807 5th Street - George Randall House
This 1-1/2 story house sits under a side gable roof, with a gabled bay projecting out to the south from the east end of the primary façade. A recessed porch is present at the southwest corner of the house, where the eave is supported by Tuscan porch columns with entasis. A small shed dormer is centered above the porch in the main gable. All of the gables feature enclosed eaves, decorative barge moldings, and gable end returns. The first floor of the house is clad with horizontal drop siding above a prominent water table. A belt course surrounds the house between the two floors, providing a transition to the decorative imbrication at the second floor level in the gable ends. This imbrication is battered above the belt course, and features rectangular, hexagonal, fishscale, and octagonal courses. The windows in the house are primarily 1/1 double-hung wood sash with plain board surrounds, projecting sills, and apron moldings. Under the southeast gable the first floor is octagonally shaped, with a rectangular second floor above the belt course, which is ornamented with small pendants at the corners. The house sits on a board formed concrete foundation, and has recently seen the replacement of the porch balustrade. There is a garage behind the house to the north.
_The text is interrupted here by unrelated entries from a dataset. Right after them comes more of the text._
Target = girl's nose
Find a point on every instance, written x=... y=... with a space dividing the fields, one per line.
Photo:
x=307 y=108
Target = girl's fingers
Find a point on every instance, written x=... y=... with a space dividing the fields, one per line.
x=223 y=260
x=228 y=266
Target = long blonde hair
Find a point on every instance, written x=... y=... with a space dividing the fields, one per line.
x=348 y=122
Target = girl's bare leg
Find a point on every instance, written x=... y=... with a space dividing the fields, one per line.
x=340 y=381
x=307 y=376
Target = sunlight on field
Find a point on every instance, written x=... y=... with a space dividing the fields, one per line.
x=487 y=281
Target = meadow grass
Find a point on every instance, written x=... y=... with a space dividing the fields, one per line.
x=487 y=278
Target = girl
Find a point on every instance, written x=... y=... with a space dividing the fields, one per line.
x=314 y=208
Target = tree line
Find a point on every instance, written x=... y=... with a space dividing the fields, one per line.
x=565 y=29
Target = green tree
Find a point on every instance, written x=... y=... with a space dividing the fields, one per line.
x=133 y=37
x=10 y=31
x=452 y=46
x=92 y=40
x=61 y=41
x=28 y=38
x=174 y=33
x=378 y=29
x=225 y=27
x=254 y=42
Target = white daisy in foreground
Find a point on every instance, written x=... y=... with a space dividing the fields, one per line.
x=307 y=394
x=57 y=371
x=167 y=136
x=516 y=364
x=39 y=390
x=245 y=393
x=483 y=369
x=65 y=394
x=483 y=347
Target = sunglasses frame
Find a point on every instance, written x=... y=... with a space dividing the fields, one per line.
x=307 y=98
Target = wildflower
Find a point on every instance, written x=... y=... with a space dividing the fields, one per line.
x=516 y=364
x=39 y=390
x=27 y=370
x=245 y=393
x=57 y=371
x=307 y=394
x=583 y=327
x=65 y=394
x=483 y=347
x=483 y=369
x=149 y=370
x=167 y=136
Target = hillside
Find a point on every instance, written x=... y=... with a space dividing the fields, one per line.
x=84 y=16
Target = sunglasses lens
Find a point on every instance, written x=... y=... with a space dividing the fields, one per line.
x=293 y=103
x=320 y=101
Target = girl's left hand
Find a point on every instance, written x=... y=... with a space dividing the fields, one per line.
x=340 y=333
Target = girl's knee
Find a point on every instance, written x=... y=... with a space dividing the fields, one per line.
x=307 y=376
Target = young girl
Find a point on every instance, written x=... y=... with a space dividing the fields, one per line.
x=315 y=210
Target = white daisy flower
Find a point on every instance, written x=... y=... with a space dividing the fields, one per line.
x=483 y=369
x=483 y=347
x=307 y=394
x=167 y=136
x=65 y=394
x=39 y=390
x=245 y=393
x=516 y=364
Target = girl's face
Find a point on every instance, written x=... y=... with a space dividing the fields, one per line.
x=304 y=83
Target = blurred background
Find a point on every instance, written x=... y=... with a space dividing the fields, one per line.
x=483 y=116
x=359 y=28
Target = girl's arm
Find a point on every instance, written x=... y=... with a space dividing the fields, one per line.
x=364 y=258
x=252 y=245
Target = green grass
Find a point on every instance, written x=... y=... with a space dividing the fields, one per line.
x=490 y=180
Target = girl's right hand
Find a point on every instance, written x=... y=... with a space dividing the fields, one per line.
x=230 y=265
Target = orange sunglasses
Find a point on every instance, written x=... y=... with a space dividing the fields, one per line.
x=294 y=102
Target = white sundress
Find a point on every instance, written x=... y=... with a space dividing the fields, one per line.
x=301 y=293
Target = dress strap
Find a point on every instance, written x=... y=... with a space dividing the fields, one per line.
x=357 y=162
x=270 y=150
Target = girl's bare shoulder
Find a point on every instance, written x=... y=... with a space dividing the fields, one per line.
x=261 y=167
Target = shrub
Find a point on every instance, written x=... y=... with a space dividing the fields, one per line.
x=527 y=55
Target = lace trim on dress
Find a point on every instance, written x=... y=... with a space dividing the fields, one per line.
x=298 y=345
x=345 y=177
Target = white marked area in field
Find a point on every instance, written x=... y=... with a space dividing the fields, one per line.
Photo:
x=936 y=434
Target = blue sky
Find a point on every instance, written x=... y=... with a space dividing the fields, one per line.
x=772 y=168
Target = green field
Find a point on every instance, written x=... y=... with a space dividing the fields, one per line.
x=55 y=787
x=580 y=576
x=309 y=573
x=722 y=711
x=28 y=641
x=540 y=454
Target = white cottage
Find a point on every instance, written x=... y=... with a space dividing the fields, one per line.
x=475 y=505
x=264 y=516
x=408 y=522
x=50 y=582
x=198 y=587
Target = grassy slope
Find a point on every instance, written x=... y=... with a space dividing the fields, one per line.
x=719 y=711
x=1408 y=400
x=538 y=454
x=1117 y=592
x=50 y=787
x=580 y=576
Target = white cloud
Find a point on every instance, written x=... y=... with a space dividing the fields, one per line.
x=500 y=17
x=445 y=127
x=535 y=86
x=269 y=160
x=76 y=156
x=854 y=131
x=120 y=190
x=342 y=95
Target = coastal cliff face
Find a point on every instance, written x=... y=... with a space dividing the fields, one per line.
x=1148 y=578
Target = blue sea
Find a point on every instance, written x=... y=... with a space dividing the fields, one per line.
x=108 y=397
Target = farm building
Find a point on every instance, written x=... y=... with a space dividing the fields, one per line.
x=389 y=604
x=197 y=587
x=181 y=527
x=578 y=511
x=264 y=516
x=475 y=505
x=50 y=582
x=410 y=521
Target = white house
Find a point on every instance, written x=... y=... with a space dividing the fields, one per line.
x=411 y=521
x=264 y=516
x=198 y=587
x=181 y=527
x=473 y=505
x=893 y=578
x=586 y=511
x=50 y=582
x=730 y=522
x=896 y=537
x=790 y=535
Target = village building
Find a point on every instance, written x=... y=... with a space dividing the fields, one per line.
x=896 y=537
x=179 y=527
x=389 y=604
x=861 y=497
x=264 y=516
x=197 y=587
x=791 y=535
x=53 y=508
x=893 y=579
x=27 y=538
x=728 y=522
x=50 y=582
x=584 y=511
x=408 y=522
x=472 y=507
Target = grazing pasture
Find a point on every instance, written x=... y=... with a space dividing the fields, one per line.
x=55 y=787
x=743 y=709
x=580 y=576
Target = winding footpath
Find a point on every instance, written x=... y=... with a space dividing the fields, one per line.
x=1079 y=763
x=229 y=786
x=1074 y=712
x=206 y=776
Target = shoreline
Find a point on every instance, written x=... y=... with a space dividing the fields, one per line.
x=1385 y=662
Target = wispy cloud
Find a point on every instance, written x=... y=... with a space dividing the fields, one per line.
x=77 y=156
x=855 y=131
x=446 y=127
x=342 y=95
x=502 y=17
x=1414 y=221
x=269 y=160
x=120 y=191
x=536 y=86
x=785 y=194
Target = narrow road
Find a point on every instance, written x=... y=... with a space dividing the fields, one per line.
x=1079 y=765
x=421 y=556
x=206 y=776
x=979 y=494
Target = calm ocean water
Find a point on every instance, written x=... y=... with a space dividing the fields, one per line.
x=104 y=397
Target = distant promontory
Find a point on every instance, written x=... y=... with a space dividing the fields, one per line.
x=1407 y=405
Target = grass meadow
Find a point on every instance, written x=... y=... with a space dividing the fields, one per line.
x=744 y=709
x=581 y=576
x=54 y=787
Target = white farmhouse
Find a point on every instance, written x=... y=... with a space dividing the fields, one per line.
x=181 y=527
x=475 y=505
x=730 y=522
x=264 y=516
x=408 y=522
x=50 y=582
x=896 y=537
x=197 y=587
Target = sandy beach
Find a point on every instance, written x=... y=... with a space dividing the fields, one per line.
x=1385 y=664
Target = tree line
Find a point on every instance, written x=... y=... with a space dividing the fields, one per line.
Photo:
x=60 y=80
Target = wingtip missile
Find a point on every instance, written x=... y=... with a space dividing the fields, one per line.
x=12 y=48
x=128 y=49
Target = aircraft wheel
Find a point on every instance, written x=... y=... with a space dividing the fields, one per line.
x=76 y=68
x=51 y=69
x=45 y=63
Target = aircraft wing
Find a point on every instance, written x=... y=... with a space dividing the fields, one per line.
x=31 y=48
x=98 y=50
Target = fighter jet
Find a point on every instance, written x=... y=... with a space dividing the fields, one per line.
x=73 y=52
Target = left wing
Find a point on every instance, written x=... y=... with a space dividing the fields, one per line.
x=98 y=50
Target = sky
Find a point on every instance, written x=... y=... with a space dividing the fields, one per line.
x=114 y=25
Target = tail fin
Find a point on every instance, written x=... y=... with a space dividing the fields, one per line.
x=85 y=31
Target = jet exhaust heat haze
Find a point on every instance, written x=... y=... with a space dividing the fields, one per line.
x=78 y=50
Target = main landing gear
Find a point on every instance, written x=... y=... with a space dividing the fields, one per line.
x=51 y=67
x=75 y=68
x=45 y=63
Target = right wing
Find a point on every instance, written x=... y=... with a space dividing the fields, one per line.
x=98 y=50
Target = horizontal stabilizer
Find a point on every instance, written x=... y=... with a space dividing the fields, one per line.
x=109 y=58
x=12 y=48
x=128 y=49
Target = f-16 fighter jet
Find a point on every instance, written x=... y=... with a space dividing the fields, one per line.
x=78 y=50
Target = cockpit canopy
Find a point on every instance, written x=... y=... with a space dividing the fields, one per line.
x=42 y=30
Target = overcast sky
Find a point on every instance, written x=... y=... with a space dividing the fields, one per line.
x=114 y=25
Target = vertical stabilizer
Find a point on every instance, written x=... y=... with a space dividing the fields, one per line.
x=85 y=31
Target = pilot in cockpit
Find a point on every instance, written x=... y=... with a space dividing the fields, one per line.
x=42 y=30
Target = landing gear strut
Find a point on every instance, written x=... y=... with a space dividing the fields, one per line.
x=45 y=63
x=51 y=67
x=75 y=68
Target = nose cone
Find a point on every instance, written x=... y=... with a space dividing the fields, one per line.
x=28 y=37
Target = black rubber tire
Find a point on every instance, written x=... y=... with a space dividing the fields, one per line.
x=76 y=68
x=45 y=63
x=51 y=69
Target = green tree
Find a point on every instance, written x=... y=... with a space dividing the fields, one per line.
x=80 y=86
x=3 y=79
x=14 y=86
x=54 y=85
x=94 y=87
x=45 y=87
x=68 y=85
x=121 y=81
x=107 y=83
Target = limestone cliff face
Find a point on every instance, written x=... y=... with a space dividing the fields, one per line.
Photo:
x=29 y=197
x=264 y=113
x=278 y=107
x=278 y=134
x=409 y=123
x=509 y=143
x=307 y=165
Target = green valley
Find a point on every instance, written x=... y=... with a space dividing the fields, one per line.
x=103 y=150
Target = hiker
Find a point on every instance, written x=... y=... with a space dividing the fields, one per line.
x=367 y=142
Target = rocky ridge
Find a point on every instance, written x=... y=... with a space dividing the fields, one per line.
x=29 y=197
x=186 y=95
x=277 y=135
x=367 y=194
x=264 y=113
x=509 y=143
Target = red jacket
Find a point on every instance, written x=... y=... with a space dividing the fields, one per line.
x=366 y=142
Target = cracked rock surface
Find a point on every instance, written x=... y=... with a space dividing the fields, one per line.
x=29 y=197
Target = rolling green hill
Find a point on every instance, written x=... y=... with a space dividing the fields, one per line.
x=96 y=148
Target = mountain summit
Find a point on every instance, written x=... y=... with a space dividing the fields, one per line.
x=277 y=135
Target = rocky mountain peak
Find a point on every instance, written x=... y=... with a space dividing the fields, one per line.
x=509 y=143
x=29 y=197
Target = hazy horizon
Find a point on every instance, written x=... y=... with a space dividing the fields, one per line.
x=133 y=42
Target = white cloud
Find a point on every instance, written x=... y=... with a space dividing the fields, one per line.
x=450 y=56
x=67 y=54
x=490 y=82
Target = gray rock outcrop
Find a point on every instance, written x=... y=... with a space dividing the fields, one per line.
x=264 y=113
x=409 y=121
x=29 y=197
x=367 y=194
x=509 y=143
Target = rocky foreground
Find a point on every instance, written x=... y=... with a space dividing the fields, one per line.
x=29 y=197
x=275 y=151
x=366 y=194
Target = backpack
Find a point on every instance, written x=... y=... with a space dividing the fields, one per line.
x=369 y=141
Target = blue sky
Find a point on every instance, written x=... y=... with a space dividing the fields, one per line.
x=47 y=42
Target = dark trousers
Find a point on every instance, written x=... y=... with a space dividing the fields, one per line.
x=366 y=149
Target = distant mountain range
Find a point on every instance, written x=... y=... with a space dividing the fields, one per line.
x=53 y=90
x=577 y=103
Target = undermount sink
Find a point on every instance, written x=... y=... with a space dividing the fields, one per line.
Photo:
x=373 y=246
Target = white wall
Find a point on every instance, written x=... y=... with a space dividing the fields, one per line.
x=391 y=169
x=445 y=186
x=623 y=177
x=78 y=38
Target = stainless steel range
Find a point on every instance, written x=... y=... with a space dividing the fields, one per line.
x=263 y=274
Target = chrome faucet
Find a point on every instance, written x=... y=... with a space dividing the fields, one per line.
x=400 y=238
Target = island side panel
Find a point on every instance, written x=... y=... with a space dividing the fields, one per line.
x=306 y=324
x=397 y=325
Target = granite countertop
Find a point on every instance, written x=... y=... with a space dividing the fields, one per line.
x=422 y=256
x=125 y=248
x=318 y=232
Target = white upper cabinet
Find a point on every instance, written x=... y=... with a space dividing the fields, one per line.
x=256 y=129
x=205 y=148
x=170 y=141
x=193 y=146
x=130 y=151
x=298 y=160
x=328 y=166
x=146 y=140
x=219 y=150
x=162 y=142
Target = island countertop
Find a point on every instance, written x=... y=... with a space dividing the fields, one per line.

Statement of Significance: In 1889, George W. and Mary Randall purchased this property and are responsible for the subsequent construction of the house. Mr. Randall was born in England in 1841 and, at age 16, worked his way across the Atlantic as a cabin boy. After years in the Connecticut mills, Randall and his wife Mary arrived in Oregon, via the Isthmus of Panama, in 1868. The couple purchased land on the outskirts of town and grew crops, which were shipped to San Francisco. The house was built in c.1905 for the Randalls upon their retirement. By 1931, the property had been sold to Lottie J. Crawford, who resided at 508 Jefferson. Although Crawford resided in the house in the late 1940s and owned it until 1981, it appears to have used primarily as a rental. Tenants during her ownership included Rose Hartley, a stenographer at the Oregon City Public Library and Charles A. Coffman, a mechanic for the local board of education.